From: Greg Kroah-Hartman <gregkh@linuxfoundation.org>
To: linux-kernel@vger.kernel.org
Cc: Greg Kroah-Hartman <gregkh@linuxfoundation.org>,
stable@vger.kernel.org, stable@kernel.org,
Dave Chinner <dchinner@redhat.com>,
Al Viro <viro@zeniv.linux.org.uk>,
Aaron Lu <aaron.lu@linux.alibaba.com>
Subject: [PATCH 4.4 55/65] fs: dont scan the inode cache before SB_BORN is set
Date: Mon, 4 Feb 2019 11:36:48 +0100 [thread overview]
Message-ID: <20190204103619.707605776@linuxfoundation.org> (raw)
In-Reply-To: <20190204103610.583715954@linuxfoundation.org>
4.4-stable review patch. If anyone has any objections, please let me know.
------------------
From: Dave Chinner <dchinner@redhat.com>
commit 79f546a696bff2590169fb5684e23d65f4d9f591 upstream.
We recently had an oops reported on a 4.14 kernel in
xfs_reclaim_inodes_count() where sb->s_fs_info pointed to garbage
and so the m_perag_tree lookup walked into lala land. It produces
an oops down this path during the failed mount:
radix_tree_gang_lookup_tag+0xc4/0x130
xfs_perag_get_tag+0x37/0xf0
xfs_reclaim_inodes_count+0x32/0x40
xfs_fs_nr_cached_objects+0x11/0x20
super_cache_count+0x35/0xc0
shrink_slab.part.66+0xb1/0x370
shrink_node+0x7e/0x1a0
try_to_free_pages+0x199/0x470
__alloc_pages_slowpath+0x3a1/0xd20
__alloc_pages_nodemask+0x1c3/0x200
cache_grow_begin+0x20b/0x2e0
fallback_alloc+0x160/0x200
kmem_cache_alloc+0x111/0x4e0
The problem is that the superblock shrinker is running before the
filesystem structures it depends on have been fully set up. i.e.
the shrinker is registered in sget(), before ->fill_super() has been
called, and the shrinker can call into the filesystem before
fill_super() does it's setup work. Essentially we are exposed to
both use-after-free and use-before-initialisation bugs here.
To fix this, add a check for the SB_BORN flag in super_cache_count.

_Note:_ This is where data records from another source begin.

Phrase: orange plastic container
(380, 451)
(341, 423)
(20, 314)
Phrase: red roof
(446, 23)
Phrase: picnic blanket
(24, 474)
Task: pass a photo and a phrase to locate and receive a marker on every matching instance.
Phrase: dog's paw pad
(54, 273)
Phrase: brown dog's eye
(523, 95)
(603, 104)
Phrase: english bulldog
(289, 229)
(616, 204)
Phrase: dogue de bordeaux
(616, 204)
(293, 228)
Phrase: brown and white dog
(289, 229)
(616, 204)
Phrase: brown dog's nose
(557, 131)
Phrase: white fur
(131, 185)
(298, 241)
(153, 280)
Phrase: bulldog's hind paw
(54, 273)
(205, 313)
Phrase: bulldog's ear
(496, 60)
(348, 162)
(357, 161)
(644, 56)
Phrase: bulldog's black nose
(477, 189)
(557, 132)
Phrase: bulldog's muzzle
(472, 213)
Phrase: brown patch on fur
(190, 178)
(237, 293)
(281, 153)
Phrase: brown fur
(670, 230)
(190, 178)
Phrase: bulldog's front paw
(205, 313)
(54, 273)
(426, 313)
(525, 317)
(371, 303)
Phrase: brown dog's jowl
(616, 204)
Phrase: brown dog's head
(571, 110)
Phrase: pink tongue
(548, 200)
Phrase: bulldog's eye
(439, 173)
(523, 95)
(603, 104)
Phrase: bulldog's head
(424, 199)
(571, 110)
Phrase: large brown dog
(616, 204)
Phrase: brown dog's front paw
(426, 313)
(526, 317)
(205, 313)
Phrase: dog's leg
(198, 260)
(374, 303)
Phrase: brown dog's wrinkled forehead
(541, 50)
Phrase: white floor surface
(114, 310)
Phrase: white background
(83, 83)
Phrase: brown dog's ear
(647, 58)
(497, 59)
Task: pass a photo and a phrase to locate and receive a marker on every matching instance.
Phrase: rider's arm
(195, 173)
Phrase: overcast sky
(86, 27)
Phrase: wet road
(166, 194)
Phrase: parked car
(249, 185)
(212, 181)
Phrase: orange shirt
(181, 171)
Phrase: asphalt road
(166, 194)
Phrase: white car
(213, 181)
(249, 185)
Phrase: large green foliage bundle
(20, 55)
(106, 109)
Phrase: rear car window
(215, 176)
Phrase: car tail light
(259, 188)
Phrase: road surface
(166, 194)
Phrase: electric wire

In general, this flag is not set until ->fs_mount() completes
successfully, so we know that it is set after the filesystem
setup has completed. This matches the trylock_super() behaviour
which will not let super_cache_scan() run if SB_BORN is not set, and
hence will not allow the superblock shrinker from entering the
filesystem while it is being set up or after it has failed setup
and is being torn down.
Cc: stable@kernel.org
Signed-Off-By: Dave Chinner <dchinner@redhat.com>
Signed-off-by: Al Viro <viro@zeniv.linux.org.uk>
Signed-off-by: Aaron Lu <aaron.lu@linux.alibaba.com>
Signed-off-by: Greg Kroah-Hartman <gregkh@linuxfoundation.org>
---
fs/super.c | 30 ++++++++++++++++++++++++------
1 file changed, 24 insertions(+), 6 deletions(-)
--- a/fs/super.c
+++ b/fs/super.c
@@ -118,13 +118,23 @@ static unsigned long super_cache_count(s
sb = container_of(shrink, struct super_block, s_shrink);
/*
- * Don't call trylock_super as it is a potential
- * scalability bottleneck. The counts could get updated
- * between super_cache_count and super_cache_scan anyway.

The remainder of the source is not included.